Working for Obama out of the central Philadelphia office, I was struck by the many mistakes that the organization made. For an insurgent candidacy, the management was top down and highly bureaucratic. There were many mis steps made, some of which I am sure resulted in fewer votes for Obama than he might have gotten, had the staff been more experienced and had they listened to people who knew Philadelphia or had previous campaign experience. I think there are some lessons here for the fall campaign and hopefully someone may heed them.
Probably the most serious failing was that they did not interact well with local community leaders in the Asian, Hispanic and even the black community. They lost opportunities to reach out to established local leaders and failed to involve them as much as they could. I spoke at great length with a very frustrated local African American woman who had not been able to coordinate well with the out of state campaign people.
Volunteers were turned away left and right. Calls were not returned to people who called asking to volunteer. Other volunteers were discouraged from participating and certainly from any creative idea. One gentleman, age 75, wanted to canvas and organize his senior apartment building but was told he could not do this. He stopped volunteering and only came back when I ended up calling him from the phonebank to see if he was voting for Obama and he told me he had tried to volunteer but felt unwelcome. I brought him back and put him to work calling other Center City seniors.
A creative approach to encourage volunteers to work in their community rather than discouraging them would have produced additional votes.
Someone had the creative idea of putting the polling places on the doorhangers. That sounds great except, at least on one street, they put the wrong polling place, one that was over 10 blocks further away. I know this because I handled a call from an intrepid woman who walked to the "new" polling place only to be turned away, and was smart enough to go back to her previous polling place and vote. Again, no one took the compulsive care to make sure things were done right.
Another example of this kind of sloppiness was the customized literature.
They had literature showing Barack with a burly white blue collar worker that was meant to go to Northeast Philly. Then they had the same information with a front cover showing Barack with an African American family. That was meant for North or West Philly. You guessed it. The canvassers for Northeast Philly took the leaflets with the African Anmerican family on front.
I must confess that one of the things I personally do for campaigns is phonebank. I've done this for years for many campaigns and this is something I know something about. The Obama campaign had a minimal interest in organized phonebanking. They had very few phones available and paid minimal attention to phonebanking and the information that they could get from this. Yesterday, the campaign wanted to send people out to canvas door to door in Center City rather than phone bank and I had to point out that you can't canvas in high rise apartments such as are present in large parts of Center City. Going door to door canvassing is fine in suburban areas but no one will let you into a high rise to go door to door. And there are a lot more votes potentially in one high rise building than a number of suburban blocks. It's much more efficient. In addition, there are buildings that cater to the handicapped, disabled or elderly, and many of these buildings had the polling station in them so if you can identify your voters and convince them to go downstairs and find out who voted, you have some useful information.

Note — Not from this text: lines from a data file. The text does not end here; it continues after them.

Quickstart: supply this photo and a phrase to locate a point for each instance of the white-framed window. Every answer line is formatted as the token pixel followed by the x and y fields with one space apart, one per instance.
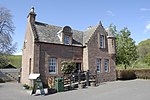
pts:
pixel 52 65
pixel 102 41
pixel 106 65
pixel 98 64
pixel 66 39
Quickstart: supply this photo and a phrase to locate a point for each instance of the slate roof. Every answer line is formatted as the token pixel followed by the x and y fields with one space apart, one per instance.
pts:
pixel 49 34
pixel 109 33
pixel 88 33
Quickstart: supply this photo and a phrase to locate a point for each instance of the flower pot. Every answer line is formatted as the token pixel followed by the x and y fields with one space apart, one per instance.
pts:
pixel 93 84
pixel 80 86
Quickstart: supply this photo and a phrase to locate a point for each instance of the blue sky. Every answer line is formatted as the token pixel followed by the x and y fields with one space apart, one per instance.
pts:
pixel 79 14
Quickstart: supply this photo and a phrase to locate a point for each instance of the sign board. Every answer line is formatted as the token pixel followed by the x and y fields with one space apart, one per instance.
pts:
pixel 33 76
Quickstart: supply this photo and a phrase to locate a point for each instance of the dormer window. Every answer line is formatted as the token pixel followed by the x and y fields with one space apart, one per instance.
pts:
pixel 66 39
pixel 102 41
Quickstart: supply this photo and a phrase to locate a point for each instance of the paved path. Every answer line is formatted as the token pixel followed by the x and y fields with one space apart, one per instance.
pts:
pixel 119 90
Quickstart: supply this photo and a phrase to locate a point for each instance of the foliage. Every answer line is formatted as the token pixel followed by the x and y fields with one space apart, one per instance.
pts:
pixel 126 51
pixel 133 73
pixel 126 74
pixel 68 67
pixel 143 51
pixel 2 81
pixel 27 87
pixel 6 31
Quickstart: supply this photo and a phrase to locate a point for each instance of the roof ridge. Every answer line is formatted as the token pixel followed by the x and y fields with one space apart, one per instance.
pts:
pixel 94 27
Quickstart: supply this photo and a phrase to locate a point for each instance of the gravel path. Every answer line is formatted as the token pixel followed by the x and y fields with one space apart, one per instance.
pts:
pixel 118 90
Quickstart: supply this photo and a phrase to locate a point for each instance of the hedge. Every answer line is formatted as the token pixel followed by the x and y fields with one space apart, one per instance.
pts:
pixel 2 81
pixel 133 74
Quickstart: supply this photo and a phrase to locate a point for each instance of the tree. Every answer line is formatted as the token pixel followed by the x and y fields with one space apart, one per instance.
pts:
pixel 143 51
pixel 6 31
pixel 126 52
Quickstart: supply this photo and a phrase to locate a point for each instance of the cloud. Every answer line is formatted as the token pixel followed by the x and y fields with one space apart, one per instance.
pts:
pixel 110 13
pixel 144 9
pixel 147 28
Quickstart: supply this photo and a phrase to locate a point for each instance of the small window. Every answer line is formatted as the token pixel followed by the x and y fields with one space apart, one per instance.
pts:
pixel 98 64
pixel 101 41
pixel 106 65
pixel 52 65
pixel 66 39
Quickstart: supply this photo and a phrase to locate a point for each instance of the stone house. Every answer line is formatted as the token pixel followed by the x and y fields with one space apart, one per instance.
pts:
pixel 47 46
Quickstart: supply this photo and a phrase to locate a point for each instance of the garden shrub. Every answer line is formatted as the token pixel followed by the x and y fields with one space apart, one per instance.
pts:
pixel 2 81
pixel 133 74
pixel 127 75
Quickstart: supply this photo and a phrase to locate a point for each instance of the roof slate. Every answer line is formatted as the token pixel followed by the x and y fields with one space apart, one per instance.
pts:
pixel 48 33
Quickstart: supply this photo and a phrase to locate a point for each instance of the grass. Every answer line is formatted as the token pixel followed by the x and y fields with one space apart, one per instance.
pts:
pixel 138 65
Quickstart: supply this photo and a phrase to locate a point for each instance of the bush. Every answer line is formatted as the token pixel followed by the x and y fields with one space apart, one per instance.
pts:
pixel 2 81
pixel 26 86
pixel 133 74
pixel 126 75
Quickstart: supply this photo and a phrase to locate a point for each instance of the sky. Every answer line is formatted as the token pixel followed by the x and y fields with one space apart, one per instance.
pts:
pixel 80 14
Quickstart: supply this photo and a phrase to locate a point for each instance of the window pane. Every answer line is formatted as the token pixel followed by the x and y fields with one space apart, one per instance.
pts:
pixel 66 39
pixel 106 65
pixel 52 65
pixel 101 41
pixel 98 64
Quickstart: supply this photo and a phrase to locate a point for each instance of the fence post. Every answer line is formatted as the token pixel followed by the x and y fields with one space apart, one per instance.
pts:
pixel 87 78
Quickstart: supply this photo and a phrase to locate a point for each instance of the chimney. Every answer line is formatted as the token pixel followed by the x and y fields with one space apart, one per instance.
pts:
pixel 31 16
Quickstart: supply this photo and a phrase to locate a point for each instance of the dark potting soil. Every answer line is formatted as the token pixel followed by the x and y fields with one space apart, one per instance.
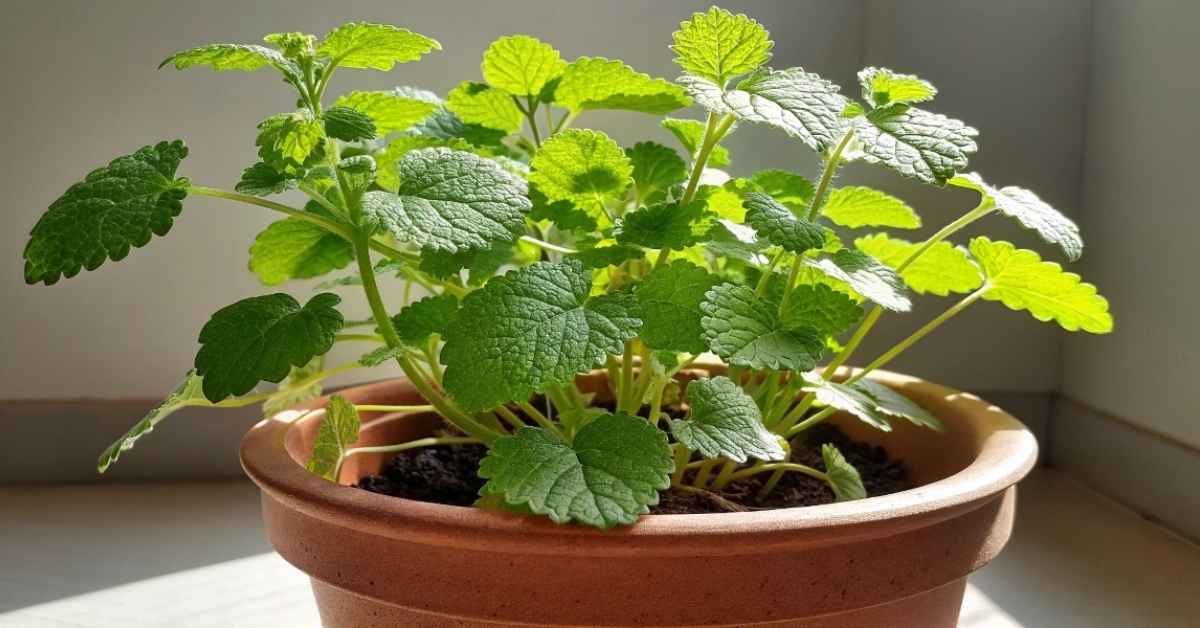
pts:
pixel 448 474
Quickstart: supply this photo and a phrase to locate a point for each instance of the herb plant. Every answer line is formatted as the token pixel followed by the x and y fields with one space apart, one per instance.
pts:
pixel 545 251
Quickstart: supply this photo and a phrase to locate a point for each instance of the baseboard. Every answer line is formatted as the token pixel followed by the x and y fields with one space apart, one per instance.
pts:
pixel 1149 472
pixel 59 441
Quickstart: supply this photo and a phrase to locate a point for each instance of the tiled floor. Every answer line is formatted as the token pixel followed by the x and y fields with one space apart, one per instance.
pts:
pixel 192 555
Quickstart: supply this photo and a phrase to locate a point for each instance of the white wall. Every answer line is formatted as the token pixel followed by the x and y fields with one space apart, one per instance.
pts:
pixel 1141 219
pixel 79 88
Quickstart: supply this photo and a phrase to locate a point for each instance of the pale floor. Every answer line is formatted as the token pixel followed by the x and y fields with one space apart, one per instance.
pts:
pixel 192 555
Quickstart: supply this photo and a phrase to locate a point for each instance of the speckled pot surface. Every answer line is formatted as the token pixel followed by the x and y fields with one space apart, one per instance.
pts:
pixel 898 561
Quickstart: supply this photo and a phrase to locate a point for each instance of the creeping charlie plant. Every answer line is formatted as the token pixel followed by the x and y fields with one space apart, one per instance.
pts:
pixel 545 251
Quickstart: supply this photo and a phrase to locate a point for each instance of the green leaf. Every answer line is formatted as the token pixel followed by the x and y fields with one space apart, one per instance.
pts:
pixel 598 83
pixel 747 330
pixel 291 142
pixel 449 201
pixel 778 225
pixel 226 57
pixel 847 398
pixel 882 87
pixel 373 46
pixel 724 422
pixel 531 328
pixel 297 249
pixel 261 339
pixel 297 388
pixel 719 46
pixel 1030 210
pixel 670 299
pixel 582 166
pixel 867 276
pixel 665 226
pixel 863 207
pixel 606 477
pixel 479 263
pixel 689 133
pixel 186 394
pixel 263 180
pixel 339 430
pixel 485 106
pixel 521 65
pixel 348 124
pixel 821 307
pixel 841 476
pixel 1020 280
pixel 942 269
pixel 790 189
pixel 801 103
pixel 928 147
pixel 655 169
pixel 114 209
pixel 390 111
pixel 893 404
pixel 425 317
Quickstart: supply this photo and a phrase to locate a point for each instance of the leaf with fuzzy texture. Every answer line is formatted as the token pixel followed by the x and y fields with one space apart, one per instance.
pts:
pixel 297 249
pixel 113 210
pixel 485 106
pixel 777 223
pixel 1020 280
pixel 609 476
pixel 598 83
pixel 801 103
pixel 882 87
pixel 863 207
pixel 521 65
pixel 655 169
pixel 942 269
pixel 373 46
pixel 928 147
pixel 339 430
pixel 689 133
pixel 186 394
pixel 451 201
pixel 747 330
pixel 531 328
pixel 725 422
pixel 582 166
pixel 1030 210
pixel 718 45
pixel 843 477
pixel 669 299
pixel 390 111
pixel 261 339
pixel 867 276
pixel 665 226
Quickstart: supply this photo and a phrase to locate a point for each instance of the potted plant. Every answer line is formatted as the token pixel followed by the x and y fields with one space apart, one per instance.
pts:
pixel 603 330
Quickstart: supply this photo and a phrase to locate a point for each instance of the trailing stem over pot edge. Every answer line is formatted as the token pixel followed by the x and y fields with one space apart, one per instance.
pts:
pixel 546 251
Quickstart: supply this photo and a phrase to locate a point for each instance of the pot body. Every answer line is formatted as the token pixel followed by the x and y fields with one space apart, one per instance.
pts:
pixel 894 561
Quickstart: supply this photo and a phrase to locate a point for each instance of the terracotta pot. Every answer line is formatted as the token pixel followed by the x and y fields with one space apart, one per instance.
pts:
pixel 894 561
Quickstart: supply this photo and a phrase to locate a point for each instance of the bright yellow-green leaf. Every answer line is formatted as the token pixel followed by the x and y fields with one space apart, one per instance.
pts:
pixel 521 65
pixel 863 207
pixel 940 270
pixel 719 46
pixel 1019 279
pixel 481 105
pixel 598 83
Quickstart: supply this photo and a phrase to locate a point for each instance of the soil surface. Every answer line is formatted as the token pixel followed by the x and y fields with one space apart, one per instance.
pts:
pixel 448 474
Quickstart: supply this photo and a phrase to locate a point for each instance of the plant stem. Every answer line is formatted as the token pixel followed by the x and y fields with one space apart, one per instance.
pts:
pixel 394 408
pixel 549 246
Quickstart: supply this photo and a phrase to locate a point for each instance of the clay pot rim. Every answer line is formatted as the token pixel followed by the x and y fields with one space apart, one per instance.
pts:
pixel 1007 454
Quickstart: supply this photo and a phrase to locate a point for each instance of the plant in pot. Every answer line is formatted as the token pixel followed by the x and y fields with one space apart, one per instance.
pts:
pixel 601 332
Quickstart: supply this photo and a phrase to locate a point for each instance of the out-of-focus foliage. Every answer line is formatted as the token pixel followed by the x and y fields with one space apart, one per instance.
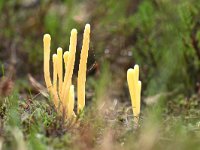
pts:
pixel 163 36
pixel 23 24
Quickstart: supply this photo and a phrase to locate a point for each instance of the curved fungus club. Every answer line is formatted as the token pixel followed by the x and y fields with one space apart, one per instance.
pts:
pixel 134 85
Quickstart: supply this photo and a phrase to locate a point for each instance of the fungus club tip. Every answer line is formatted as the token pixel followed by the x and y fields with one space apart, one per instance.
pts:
pixel 47 37
pixel 54 57
pixel 130 70
pixel 87 26
pixel 66 54
pixel 72 88
pixel 74 31
pixel 136 66
pixel 59 50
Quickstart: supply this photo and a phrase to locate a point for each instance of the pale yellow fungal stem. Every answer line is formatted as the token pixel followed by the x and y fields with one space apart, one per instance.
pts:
pixel 132 88
pixel 55 72
pixel 70 65
pixel 70 105
pixel 82 68
pixel 65 57
pixel 135 92
pixel 60 69
pixel 47 43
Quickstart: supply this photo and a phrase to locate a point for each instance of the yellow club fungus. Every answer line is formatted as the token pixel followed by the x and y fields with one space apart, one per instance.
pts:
pixel 70 64
pixel 62 90
pixel 47 44
pixel 134 86
pixel 60 69
pixel 70 106
pixel 83 68
pixel 55 72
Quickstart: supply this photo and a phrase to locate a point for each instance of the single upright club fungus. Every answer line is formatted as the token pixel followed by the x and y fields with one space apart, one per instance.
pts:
pixel 134 86
pixel 62 90
pixel 60 69
pixel 83 68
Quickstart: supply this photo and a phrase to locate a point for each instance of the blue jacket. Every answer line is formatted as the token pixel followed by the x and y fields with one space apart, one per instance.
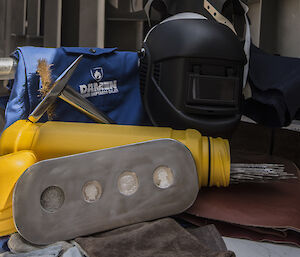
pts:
pixel 106 77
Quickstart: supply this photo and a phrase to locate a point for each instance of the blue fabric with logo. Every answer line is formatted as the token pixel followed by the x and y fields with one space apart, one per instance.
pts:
pixel 107 78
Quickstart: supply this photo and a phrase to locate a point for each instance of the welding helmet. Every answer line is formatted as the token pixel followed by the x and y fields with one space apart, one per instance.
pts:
pixel 191 75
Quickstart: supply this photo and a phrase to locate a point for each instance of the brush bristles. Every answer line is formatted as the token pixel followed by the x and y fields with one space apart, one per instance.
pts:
pixel 241 173
pixel 44 71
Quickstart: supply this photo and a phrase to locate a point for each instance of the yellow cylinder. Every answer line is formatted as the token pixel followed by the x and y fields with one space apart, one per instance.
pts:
pixel 11 168
pixel 55 139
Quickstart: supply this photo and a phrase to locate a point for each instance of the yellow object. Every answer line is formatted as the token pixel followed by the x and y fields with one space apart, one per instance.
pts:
pixel 55 139
pixel 24 143
pixel 11 168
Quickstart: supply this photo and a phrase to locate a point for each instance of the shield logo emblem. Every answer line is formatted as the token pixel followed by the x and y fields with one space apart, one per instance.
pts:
pixel 97 73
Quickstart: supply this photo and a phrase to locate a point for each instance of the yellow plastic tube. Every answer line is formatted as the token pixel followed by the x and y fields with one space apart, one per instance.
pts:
pixel 24 143
pixel 55 139
pixel 11 168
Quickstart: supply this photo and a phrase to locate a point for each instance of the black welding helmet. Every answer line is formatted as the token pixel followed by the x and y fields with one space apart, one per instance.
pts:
pixel 192 75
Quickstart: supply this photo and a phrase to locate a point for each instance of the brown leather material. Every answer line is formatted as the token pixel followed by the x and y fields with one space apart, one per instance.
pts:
pixel 269 211
pixel 246 232
pixel 164 238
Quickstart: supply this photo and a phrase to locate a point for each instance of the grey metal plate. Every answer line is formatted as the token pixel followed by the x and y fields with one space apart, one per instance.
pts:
pixel 75 217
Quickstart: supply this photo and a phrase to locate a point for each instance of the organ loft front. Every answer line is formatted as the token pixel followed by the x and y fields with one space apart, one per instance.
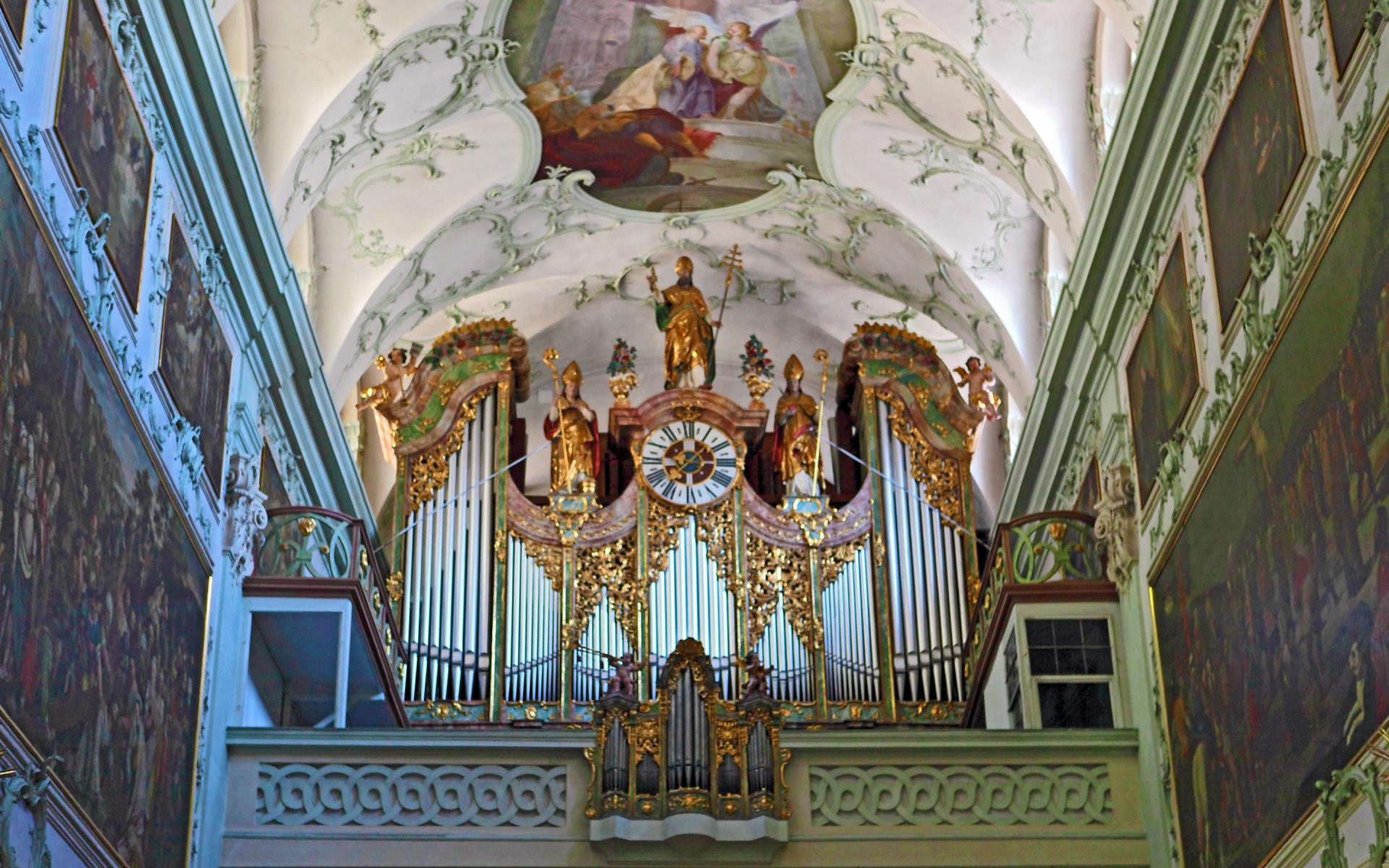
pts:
pixel 709 620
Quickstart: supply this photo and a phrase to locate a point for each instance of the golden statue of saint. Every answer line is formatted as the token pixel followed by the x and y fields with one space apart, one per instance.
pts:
pixel 795 446
pixel 573 430
pixel 689 335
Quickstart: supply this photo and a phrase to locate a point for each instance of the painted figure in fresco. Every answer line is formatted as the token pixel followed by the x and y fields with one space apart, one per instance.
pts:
pixel 757 677
pixel 553 102
pixel 980 378
pixel 573 430
pixel 689 335
pixel 739 64
pixel 795 448
pixel 676 80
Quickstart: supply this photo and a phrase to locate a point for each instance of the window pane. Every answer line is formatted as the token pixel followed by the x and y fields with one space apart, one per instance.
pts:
pixel 1096 632
pixel 1040 632
pixel 1079 706
pixel 1067 632
pixel 1099 661
pixel 1070 661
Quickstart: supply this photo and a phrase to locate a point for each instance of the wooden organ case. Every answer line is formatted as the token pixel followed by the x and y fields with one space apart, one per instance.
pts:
pixel 513 611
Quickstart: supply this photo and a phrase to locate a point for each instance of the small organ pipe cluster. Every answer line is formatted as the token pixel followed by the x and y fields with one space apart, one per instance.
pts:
pixel 688 750
pixel 517 610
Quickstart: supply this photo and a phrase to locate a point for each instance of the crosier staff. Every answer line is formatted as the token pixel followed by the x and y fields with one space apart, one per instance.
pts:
pixel 823 357
pixel 734 261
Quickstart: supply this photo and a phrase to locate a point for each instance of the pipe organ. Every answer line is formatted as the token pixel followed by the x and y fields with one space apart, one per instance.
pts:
pixel 519 608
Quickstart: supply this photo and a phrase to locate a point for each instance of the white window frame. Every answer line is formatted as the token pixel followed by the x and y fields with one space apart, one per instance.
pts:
pixel 1067 611
pixel 296 605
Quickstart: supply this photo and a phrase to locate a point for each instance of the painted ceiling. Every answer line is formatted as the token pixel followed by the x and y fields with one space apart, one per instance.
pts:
pixel 435 161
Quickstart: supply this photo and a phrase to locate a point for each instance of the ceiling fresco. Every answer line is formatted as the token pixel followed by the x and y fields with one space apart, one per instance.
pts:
pixel 678 107
pixel 920 161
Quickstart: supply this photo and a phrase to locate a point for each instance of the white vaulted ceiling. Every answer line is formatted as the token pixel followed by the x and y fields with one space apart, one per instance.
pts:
pixel 956 164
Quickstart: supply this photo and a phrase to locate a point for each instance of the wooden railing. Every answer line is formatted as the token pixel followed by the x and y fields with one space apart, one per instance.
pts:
pixel 315 552
pixel 1053 546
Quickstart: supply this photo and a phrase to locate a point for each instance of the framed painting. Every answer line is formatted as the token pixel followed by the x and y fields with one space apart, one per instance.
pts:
pixel 1273 606
pixel 682 106
pixel 103 593
pixel 104 140
pixel 1256 157
pixel 13 12
pixel 273 485
pixel 1162 371
pixel 195 360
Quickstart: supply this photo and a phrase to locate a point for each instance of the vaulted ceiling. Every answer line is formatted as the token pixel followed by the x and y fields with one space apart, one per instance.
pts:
pixel 952 174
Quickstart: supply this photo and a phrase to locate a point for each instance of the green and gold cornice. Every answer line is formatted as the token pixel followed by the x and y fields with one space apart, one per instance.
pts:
pixel 904 370
pixel 460 363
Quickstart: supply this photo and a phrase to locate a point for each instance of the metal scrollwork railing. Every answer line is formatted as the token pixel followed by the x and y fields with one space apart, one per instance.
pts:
pixel 1056 546
pixel 307 543
pixel 312 546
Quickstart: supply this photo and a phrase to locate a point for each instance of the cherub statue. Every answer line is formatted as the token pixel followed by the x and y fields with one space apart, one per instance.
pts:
pixel 396 365
pixel 980 378
pixel 623 681
pixel 757 673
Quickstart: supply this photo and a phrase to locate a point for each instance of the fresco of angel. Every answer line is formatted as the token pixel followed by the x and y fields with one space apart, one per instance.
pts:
pixel 678 104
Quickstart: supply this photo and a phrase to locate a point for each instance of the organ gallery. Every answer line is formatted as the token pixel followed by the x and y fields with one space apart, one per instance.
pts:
pixel 694 433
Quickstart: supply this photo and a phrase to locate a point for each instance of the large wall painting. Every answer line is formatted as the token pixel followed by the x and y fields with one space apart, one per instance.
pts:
pixel 102 590
pixel 1162 371
pixel 13 13
pixel 104 140
pixel 1254 160
pixel 195 359
pixel 678 107
pixel 1273 608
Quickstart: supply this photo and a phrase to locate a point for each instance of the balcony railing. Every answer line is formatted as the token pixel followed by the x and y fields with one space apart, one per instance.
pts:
pixel 1055 546
pixel 315 552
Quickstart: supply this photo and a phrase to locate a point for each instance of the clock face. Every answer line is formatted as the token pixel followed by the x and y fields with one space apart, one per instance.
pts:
pixel 689 464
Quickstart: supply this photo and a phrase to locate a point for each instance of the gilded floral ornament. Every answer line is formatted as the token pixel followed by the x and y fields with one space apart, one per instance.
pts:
pixel 430 469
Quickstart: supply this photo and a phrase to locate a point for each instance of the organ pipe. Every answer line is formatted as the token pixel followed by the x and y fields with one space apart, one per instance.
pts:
pixel 448 549
pixel 927 581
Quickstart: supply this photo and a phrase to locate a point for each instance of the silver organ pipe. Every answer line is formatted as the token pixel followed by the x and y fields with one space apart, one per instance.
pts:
pixel 925 578
pixel 851 634
pixel 689 600
pixel 603 634
pixel 532 668
pixel 449 574
pixel 781 649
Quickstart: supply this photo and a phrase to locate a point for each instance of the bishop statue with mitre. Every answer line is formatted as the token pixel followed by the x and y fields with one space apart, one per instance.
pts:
pixel 689 335
pixel 573 430
pixel 795 449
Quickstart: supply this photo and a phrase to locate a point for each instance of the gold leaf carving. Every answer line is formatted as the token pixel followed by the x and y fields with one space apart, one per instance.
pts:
pixel 430 469
pixel 938 474
pixel 780 573
pixel 611 569
pixel 549 557
pixel 833 558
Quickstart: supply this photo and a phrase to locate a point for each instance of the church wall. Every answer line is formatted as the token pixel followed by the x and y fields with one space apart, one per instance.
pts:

My phonebanking group generated a lot of information about who voted for Hillary and who voted for Obama in Center City high rises because when we called, people told us, by and large, who they voted for. The obama supporters were proud and the Clinton supporters mostly apologetic or else they hung up on us. I thought the campaign should keep this information and input it so that in the fall, we could identify Hillary voters and perhaps make a special appeal to them. But it turned out that the campaign shredded all this information because they did not see its utility.
That was my experience working for the Obama campaign in Philly - I hope that the people who run his campaign in the fall do a better job of listening to the grassroots. There was an ignorant arrogance here that was offputting to many and I found it childish and annoying to deal with.